At the same time, within the hospital structure, management methods that might have seemed like a good idea (or just more buzzwords) a year ago will rapidly become a matter of survival. The pony in this steaming pile is that most healthcare is organized for high inefficiency; most of our processes have never been examined for what works best and cheapest. This means that when you begin to examine these processes systematically, iteratively, formally, at the level that the work is actually done, by the people actually doing it, you will find big piles of value laying around waiting to be reclaimed. The literature on using the Toyota Production System in healthcare is replete with examples of such found value.

To take just one example, St. Joseph’s, a medium-size community hospital in Parkersburg, West Virginia, put a task force to work on freeing up nurse’s time from inefficient tasks. In 4 weeks of meetings and other part-time work mixed with their other duties, the task force freed up 10,139 nurse hours per year – mostly by instituting better systems for making sure that supplies were where the nurses need them, so they don’t have to go “foraging.” The return on the investment of staff time: 1016%.  Any way you want to measure it, as productivity, reduced costs, lead time, waiting time, the TPS in healthcare tends to show improvements of 50% or more wherever it is applied vigorously.

And there are other methods for finding value buried in our inefficient practices, such as Peter Pronovost’s work with checklists. In his “Keystone Initiative” in Michigan, a simple five-point checklist for one procedure – putting in a central line – saved 1500 lives and $175 million in Michigan hospitals in 18 months. If that much money (and that many lives) can be saved that quickly using a simple checklist on one procedure, imagine how much value could be found by using checklists in a wide array of common but critical procedures across healthcare.

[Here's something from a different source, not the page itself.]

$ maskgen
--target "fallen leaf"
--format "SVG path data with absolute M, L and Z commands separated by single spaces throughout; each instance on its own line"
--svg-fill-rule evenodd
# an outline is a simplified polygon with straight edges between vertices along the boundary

Tough times are also likely to drive more automation in healthcare. Industries don’t automate because they are in love with flashy gizmos and have more money than sense. They automate because automation drives up productivity and quality at the same time. The Dickensian quality of hand-written medical records and orders, and hand-made lab tests, fails to amuse with its endless tales of mistakes, do-overs, wasted time, and dead patients.  The tragic and scandalous story of healthcare’s resistance to automation, especially in the U.S., may turn a corner in the face of increased economic pressure, especially if reform measures include increased funds for the necessary capital outlays.

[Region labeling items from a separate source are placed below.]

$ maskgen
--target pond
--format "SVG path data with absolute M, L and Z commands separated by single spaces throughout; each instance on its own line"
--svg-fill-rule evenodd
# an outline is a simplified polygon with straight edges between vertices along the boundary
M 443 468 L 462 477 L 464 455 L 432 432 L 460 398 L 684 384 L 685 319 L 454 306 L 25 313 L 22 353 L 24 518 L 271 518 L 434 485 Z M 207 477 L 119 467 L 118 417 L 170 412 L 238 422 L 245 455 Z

Almost every motivational and organizational change speaker in the last 20 years will tell you that the Chinese character for “crisis” consists of the characters for “danger” and “opportunity.”  This is not true.  But the idea that Western thinkers have projected on the Chinese ideogram is indeed true: Every crisis contains within itself great opportunities, if we will seize them. We can seize this day of crisis to make healthcare better, faster, and cheaper.